C. Masa Bercocok Tanam: Budaya Neolithik
Cara hidup berburu dan mengumpulkan
makanan perlahan-lahan ditinggalkan. Seiring dengan itu, masyarakat memelihara
hewan-hewan tertentu (pastoralisme). Sebagian kecil penduduk yang tinggal di
tepi pantai memproduksi garam dan mencari ikan.
Kegiatan
bercocok tanam dilakukan dengan menebang dan membakar pohon-pohon dan belukar (slash
and burn) sehingga terciptalah ladang-ladang yang memberikan hasil-hasil
pertanian, meskipun sifatnya masih sederhana. Tanaman yang dikembangkan di
antaranya keladi, pisang, kelapa, salak, rambutan, sukun, dan duku; sedangkan
jenis hewan yang diternakkan di antaranya ayam, kerbau, anjing, dan babi.
Sebagai
konsekuensi dari tradisi baru itu (bercocok tanam), mereka sudah tinggal
menetap (sedenter). Perkampungan terdiri atas tempat-tempat tinggal sederhana
yang didiami secara berkelompok oleh beberapa keluarga. Bangunan tempat tinggal
dibuat dari kayu atau bambu.
Gotong royong
juga telah menjadi bagian dari corak kehidupan masyarakat. Menebang hutan,
membakar semak belukar, menabur benih, memetik hasil, membuat gerabah, kegiatan
tukar-menukar, berburu dan menangkap ikan dilakukan secara gotong royong.
Mereka juga
mengenal pembagian kerja antara kaum wanita dengan laki-laki. Misalnya,
pekerjaan berburu yang menghabiskan tenaga banyak dilakukan oleh para lelaki.

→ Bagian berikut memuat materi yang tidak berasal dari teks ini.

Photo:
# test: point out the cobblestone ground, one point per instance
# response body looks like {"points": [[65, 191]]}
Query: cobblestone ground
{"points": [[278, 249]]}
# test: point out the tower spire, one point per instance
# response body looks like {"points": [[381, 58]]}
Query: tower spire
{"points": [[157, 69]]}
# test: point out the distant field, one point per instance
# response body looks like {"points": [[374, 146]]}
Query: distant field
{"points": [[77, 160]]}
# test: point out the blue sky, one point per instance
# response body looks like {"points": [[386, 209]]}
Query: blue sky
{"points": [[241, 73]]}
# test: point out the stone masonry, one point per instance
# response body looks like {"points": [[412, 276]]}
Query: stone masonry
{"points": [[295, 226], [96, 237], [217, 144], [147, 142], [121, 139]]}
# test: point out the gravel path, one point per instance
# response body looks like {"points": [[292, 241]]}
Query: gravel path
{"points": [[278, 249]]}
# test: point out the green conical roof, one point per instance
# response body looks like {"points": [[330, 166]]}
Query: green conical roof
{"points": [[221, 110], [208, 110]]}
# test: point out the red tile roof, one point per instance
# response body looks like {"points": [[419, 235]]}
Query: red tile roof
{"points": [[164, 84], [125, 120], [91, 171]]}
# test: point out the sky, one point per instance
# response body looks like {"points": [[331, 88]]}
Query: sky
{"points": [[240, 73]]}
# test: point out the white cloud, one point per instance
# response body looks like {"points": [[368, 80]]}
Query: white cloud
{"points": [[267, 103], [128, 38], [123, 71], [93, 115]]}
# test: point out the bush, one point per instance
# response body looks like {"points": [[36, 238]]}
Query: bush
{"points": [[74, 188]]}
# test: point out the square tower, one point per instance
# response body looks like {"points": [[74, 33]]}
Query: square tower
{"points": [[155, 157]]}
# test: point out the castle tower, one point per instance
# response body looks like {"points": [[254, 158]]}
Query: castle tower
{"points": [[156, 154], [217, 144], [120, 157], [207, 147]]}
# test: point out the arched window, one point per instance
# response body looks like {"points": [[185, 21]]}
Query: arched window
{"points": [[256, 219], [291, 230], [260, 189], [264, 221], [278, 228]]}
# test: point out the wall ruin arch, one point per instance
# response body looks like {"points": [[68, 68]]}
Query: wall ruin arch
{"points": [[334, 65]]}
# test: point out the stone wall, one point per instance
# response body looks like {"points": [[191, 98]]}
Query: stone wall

Menangkap ikan yang dekat dengan tempat tinggal (sungai, rawa, atau
tempat-tempat yang dangkal di danau-danau) dapat dilakukan oleh kaum wanita dan
anak-anak, sedangkan menangkap ikan di laut lepas pada umumnya dikerjakan
oleh laki-laki. Selain itu, ada anggota masyarakat yang membuat beliung kasar
di tempat yang disebut atelier, ada yang bertugas menghaluskan, dan
sebagainya.
D. Masa Perundagian: Budaya
Megalithik dan Budaya Logam
Masa ini
disebut masa perundagian yaitu dari kata undagi yang berarti terampil
karena pada masa ini muncul golongan undagi atau golongan yang terampil
melakukan suatu jenis usaha tertentu, seperti membuat alat-alat dari logam,
rumah kayu, gerabah, perhiasan, dan sebagainya. Munculnya kemampuan
membuat alat-alat dari logam tersebut tidak menggantikan mata pencarian
pokok: bercocok tanam.
Dalam perkembangannya, alat-alat dari logam itu juga dipakai untuk
tujuan ritual keagamaan, seiring dengan semakin berkembangnya sistem
kepercayaan mereka dalam bentuk animism dan dinamisme.
Sementara itu, penduduk Nusantara hidup secara menetap di
desa-desa di daerah pegunungan, dataran rendah, dan di tepi pantai dalam tata
kehidupan yang makin teratur dan terpimpin.